The '86 Dancong was a strange one. The thing that was really off-putting about it was a kind of wet-storage odor (how's that for on-topic?) Imen has since told me a way to minimize this by rinsing and steaming, which I haven't tried yet, but we only gave it three steeps until my pseudonymous guest left. Later I brewed it maybe 10 more times, and it took on a lot of the character of a really good red tea. But it never tasted like a Dancong I would recognize.
geraldoxyz[info]geraldoxyz on December 25th, 2007 03:30 am (UTC)
Thank you, pseudonymous asoka1944 and Lew, for the lurid verbal depictions. I've spent the day with your descriptions bouncing back and forth in my brain.

I've heard from reliable sources that truly aged Wuyi takes on the characteristics of aged pu'er. I'll be eager to hear your reactions to the other aged Dancongs. I hope they are less wet and require no steaming.

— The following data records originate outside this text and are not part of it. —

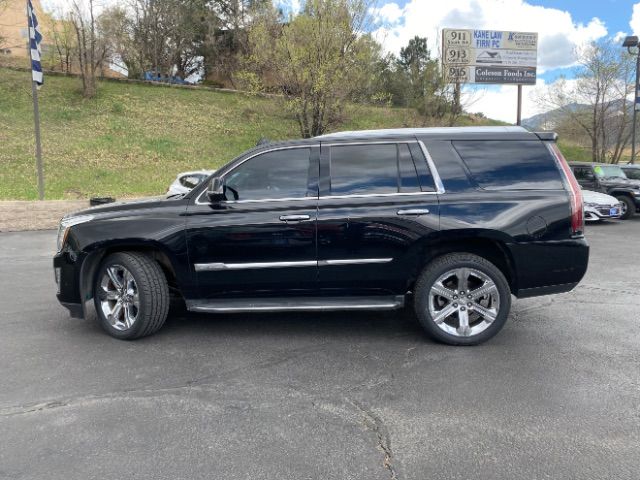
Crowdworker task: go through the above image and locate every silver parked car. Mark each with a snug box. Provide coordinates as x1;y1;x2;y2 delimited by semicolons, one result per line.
166;170;214;197
582;189;622;222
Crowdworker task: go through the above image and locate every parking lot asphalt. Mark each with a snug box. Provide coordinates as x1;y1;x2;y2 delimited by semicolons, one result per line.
0;220;639;480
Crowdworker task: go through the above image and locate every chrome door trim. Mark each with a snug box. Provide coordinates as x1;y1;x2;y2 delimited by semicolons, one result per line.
194;257;393;272
321;140;417;147
318;191;437;200
194;260;317;272
318;258;392;266
418;140;446;194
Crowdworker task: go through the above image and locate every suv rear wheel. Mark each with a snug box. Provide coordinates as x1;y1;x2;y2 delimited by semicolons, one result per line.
94;252;170;340
414;253;511;346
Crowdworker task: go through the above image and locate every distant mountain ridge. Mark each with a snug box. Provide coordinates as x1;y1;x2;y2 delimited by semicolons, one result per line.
522;100;632;131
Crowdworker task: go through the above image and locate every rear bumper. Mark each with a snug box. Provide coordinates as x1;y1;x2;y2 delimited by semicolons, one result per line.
509;238;589;299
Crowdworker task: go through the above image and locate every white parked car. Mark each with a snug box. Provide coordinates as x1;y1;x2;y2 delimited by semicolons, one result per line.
166;170;214;197
582;189;622;222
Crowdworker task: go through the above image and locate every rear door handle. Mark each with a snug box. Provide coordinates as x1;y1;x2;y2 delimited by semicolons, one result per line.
279;214;311;222
397;209;430;216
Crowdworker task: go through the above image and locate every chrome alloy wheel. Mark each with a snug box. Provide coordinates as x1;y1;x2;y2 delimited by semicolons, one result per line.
428;267;500;338
98;265;139;331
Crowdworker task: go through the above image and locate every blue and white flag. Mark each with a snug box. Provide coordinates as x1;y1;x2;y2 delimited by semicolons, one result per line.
27;0;43;85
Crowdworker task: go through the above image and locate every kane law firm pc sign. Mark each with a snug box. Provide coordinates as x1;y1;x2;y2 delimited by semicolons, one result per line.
442;29;538;85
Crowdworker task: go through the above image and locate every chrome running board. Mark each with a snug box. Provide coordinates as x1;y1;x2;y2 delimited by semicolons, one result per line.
186;296;405;313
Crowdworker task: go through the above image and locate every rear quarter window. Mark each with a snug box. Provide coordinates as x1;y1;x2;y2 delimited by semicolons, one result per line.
452;140;563;190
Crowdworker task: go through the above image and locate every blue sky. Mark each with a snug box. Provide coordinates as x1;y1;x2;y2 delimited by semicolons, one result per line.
359;0;640;121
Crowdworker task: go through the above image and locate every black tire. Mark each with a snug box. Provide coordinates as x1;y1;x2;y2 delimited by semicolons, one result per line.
414;253;511;346
93;252;169;340
615;195;635;220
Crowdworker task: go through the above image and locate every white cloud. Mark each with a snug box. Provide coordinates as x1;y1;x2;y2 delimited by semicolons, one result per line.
371;3;404;25
465;82;544;123
631;3;640;35
613;31;628;43
371;0;608;72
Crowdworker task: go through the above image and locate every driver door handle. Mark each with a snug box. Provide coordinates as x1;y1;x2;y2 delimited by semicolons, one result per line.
397;209;430;216
279;214;310;222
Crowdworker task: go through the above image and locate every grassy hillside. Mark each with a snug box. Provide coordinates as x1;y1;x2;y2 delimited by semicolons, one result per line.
0;67;503;200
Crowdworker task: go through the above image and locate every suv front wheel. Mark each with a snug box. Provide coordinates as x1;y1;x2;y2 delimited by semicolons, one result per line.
94;252;170;340
414;253;511;346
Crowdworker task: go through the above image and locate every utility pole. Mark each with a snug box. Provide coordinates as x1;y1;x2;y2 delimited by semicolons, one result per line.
623;36;640;165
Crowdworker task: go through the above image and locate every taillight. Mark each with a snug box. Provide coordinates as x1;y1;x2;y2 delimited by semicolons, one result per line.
549;143;584;236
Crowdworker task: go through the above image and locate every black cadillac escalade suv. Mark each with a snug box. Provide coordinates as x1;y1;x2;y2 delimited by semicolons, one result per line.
54;127;589;345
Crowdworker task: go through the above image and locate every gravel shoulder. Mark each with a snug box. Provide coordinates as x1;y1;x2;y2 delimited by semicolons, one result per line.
0;200;89;232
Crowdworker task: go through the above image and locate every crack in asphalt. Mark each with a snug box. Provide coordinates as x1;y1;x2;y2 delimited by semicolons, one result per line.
0;341;336;417
349;399;399;480
577;284;640;297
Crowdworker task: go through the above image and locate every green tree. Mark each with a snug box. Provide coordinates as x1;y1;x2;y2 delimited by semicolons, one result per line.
246;0;380;137
396;35;455;121
536;40;635;163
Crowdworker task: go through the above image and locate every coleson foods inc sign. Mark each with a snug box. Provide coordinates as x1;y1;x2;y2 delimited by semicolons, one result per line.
442;29;538;85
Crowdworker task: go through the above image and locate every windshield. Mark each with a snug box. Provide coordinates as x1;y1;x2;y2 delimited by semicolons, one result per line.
593;165;627;180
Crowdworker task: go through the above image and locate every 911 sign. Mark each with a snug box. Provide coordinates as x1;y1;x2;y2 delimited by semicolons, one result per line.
442;28;538;85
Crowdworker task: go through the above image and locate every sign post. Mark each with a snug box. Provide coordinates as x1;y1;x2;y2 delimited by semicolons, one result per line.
517;84;522;126
442;29;538;125
632;52;640;164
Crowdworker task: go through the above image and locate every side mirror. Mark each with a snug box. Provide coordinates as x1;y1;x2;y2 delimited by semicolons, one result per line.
584;172;595;181
206;177;225;203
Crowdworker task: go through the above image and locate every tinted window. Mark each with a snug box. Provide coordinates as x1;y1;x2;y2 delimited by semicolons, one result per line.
224;148;311;200
452;140;563;190
398;144;421;192
330;144;398;195
572;167;594;182
329;144;424;195
623;168;640;180
408;143;436;192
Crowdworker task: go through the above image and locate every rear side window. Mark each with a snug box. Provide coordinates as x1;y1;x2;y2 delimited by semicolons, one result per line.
624;168;640;180
452;140;563;190
329;144;422;195
572;167;594;181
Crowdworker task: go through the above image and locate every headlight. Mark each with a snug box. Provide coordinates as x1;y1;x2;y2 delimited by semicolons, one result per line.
56;215;94;252
584;202;599;208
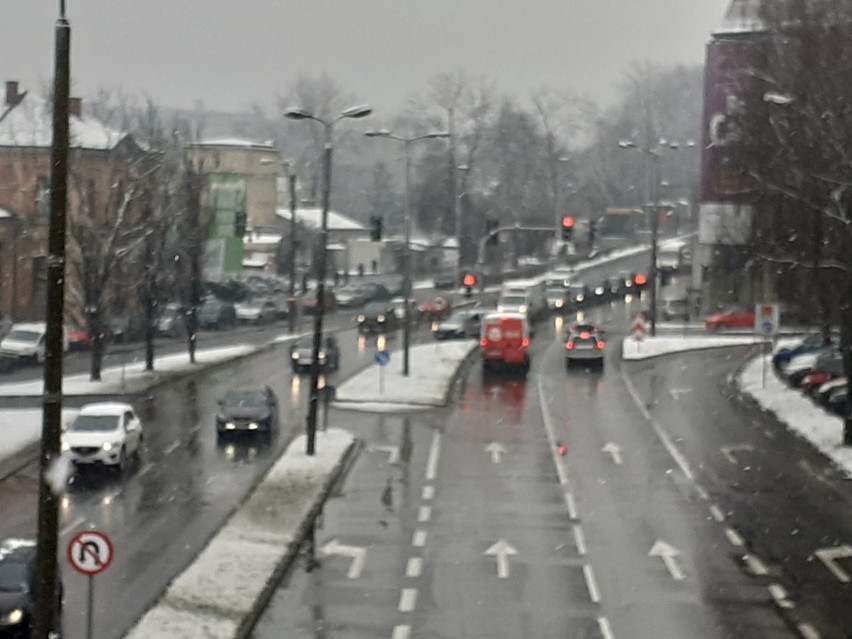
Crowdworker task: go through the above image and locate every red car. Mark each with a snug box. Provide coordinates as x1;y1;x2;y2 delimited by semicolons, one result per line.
66;324;91;350
704;308;754;331
418;295;452;321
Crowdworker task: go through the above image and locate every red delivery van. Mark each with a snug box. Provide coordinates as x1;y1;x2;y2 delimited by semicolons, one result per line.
480;312;531;376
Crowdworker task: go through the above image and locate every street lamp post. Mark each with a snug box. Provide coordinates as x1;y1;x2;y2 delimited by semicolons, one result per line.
618;138;695;337
365;129;450;377
285;105;372;455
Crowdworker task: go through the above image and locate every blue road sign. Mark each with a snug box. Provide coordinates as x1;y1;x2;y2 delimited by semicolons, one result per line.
375;350;390;366
761;319;774;335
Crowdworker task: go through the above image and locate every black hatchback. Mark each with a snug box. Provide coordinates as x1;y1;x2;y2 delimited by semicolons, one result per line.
215;386;279;438
357;302;399;333
0;538;62;638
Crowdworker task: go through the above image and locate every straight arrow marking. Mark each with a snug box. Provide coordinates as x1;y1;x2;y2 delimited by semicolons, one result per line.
601;442;623;465
484;539;518;578
484;442;507;464
669;388;693;400
815;545;852;583
320;539;368;579
649;540;685;581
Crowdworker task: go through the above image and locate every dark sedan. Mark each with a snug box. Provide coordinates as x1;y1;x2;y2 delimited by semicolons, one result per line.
357;302;399;333
215;387;279;438
0;538;62;637
290;336;341;373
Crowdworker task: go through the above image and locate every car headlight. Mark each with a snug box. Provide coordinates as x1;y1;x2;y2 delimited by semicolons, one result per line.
291;352;299;360
4;608;23;625
225;422;236;430
248;422;259;430
576;295;584;302
518;305;527;314
319;351;327;359
61;441;70;452
555;300;564;308
357;315;365;322
102;442;113;451
378;315;385;322
595;287;604;295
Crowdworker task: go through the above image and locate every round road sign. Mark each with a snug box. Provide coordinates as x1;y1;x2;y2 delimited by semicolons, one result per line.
761;319;774;334
67;530;113;576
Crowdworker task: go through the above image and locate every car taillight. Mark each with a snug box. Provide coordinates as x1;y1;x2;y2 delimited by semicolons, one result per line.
521;338;529;347
596;341;605;350
480;338;487;347
566;342;575;350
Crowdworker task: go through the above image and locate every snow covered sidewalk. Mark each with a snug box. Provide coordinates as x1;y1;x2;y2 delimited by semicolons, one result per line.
125;429;356;639
622;334;762;360
738;355;852;477
334;340;478;412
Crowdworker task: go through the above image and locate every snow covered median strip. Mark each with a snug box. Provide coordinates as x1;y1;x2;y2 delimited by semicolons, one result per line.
334;340;477;411
622;335;762;360
738;355;852;476
125;428;356;639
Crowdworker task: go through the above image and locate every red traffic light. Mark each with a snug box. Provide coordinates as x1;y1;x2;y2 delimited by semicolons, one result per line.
561;216;575;229
634;273;647;286
463;273;477;287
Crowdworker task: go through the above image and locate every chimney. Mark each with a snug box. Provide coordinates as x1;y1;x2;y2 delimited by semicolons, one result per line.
5;81;18;106
69;97;82;118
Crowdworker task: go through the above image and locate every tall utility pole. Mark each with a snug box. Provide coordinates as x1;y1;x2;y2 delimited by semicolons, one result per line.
33;3;70;638
287;169;298;333
449;108;462;282
365;129;450;377
285;105;372;455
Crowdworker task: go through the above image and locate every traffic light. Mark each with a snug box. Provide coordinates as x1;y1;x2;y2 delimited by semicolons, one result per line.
561;215;575;241
634;272;648;290
485;217;499;246
463;273;477;298
369;215;383;241
234;211;247;238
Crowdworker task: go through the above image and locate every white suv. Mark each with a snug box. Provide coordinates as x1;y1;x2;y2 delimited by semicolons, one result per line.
0;322;68;363
62;403;144;473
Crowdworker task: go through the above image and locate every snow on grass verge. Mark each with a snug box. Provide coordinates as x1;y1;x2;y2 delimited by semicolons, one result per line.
622;334;762;360
125;428;356;639
738;355;852;476
334;340;477;411
0;408;80;466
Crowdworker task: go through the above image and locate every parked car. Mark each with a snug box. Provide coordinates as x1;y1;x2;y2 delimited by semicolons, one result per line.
358;301;400;333
433;269;457;290
290;336;341;373
827;386;849;417
156;303;186;337
433;308;487;340
704;307;755;331
301;290;337;314
197;299;237;330
61;402;144;473
773;332;833;371
793;349;843;389
816;377;847;405
215;386;279;439
480;312;530;376
0;537;62;637
235;298;278;325
419;295;452;321
66;323;91;350
565;323;606;370
0;322;68;363
781;348;835;386
335;285;369;308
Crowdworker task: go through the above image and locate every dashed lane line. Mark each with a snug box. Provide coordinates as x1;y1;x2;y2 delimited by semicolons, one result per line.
391;625;411;639
164;440;181;456
709;505;725;523
725;527;745;547
598;617;616;639
421;485;434;501
797;622;821;639
744;554;769;576
412;530;427;548
398;588;418;612
769;583;795;609
60;515;85;537
405;557;423;578
583;564;601;603
565;491;579;520
573;524;587;556
417;505;432;523
425;430;441;481
536;375;571;488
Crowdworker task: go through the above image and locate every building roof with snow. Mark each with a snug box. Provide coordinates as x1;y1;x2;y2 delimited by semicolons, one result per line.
0;93;130;151
713;0;765;35
190;138;276;150
276;207;366;232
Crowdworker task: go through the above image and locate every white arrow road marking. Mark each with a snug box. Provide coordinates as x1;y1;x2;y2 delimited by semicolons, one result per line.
601;442;623;465
484;539;518;579
669;388;693;400
649;540;685;581
368;444;400;464
484;442;507;464
720;444;756;465
320;539;367;579
815;545;852;583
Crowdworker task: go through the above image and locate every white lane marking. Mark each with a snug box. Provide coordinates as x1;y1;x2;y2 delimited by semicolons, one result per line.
406;557;423;578
621;369;695;481
798;622;821;639
319;539;367;579
721;443;756;465
744;554;769;576
164;440;181;456
598;617;615;639
536;375;570;486
484;539;518;579
391;626;411;639
412;530;427;547
583;564;601;603
417;505;432;523
421;485;435;501
565;491;579;520
696;485;710;500
649;540;685;581
769;583;794;609
425;430;441;481
709;505;725;522
398;587;418;612
573;525;587;556
138;463;154;477
814;545;852;583
60;516;85;537
484;441;507;463
368;444;401;464
725;528;745;547
601;442;623;465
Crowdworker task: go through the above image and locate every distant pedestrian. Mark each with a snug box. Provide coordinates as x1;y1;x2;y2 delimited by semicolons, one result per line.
371;259;378;273
358;263;365;278
381;476;394;512
333;271;340;286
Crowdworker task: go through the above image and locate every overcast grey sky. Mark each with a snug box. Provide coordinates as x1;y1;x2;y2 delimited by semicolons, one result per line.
4;1;729;114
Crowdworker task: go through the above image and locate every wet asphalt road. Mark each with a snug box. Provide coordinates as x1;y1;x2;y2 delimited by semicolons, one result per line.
251;296;796;639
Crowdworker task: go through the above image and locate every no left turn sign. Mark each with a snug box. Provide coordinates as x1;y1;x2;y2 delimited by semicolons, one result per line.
67;530;113;576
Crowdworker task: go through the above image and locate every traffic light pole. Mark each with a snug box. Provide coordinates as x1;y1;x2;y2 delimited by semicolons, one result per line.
402;140;412;377
287;172;298;334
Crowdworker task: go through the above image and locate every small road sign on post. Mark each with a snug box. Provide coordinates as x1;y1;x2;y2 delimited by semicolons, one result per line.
375;350;390;394
68;529;114;639
632;316;647;343
754;303;779;388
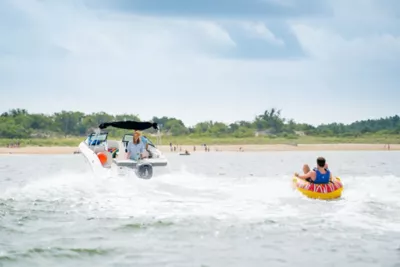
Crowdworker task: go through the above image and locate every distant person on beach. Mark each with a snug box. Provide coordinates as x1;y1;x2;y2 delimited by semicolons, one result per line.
295;157;333;184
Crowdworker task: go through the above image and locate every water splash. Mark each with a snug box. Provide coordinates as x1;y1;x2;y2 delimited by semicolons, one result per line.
2;165;399;231
1;153;400;266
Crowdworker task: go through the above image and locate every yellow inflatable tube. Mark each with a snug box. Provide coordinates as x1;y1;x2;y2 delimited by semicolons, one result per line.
292;177;344;200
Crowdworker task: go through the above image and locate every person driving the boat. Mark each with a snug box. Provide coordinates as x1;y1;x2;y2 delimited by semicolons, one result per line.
126;130;145;160
295;157;333;184
141;135;153;158
141;134;149;150
134;131;152;158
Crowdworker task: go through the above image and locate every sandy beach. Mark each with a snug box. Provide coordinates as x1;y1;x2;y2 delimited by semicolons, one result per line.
0;143;397;155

Best to you on this Christmas Eve--
~geraldo
[info]asoka1944 on December 25th, 2007 12:56 pm (UTC)
Hi there,
Spelling ain't my thing, so thank zhi very much. I suspect my "rough" and "funky" alluded to your "wet stored," and I'm glad you discovered -- Imen guided you -- through a process to ameliorate the weirdness, but I guess we need to ask if it is worth the effort in this particular case. I agree about the Huang Zhi Xiang: It is indeed the best. In my case, not only the best, but quantum leaps above what I knew previously as "Dan Cong" of the Phoenix mountain range. Happily, just when you think you know it all, you discover how ridiculously untrue that is. The other two we drank were delightful and varied and complex, so there is much to explore.